Place a bit of butter in the opened potato if you wish to put butter on it.

Put the fried onions on the potato opening (best to cut these half moons rather than diced).

Cover the onions with grated cheese.

You can place in the oven or under the grill for a few minutes to melt the cheese if you wish.

Serve and enjoy you jacket potato topped with cheese & onion and maybe some baked beans if you wish. Baked beans, cheese & onion work well together.

Other Potato Ideas

There are so many things you can do with potato.

It doesn’t have to just be boiled and mash.

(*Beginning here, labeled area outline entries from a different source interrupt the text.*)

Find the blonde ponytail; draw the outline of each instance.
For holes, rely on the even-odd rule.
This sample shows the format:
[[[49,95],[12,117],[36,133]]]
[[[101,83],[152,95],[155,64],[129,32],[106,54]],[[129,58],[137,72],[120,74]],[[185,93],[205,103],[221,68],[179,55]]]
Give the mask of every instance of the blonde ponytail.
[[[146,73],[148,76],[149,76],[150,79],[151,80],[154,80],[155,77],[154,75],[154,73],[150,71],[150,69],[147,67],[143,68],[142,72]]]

In future blogs and videos I will be giving you lots of ideas of the different ways in which you can cook things with potato.

Potato is a basic food item we have in our kitchen.

Some of the YouTube videos and blogs I have done are the classic bubble & squeak, flavoursome spicy potato wedges, amazingly yummy potato croquettes filled with creammy potato & cheese & leek & chicken, a wonderful potato & chicken & leek pie, simple to make cheesy potato cakes and I am glad to be sharing a beautiful potato & leek & cauliflower cheesy bake.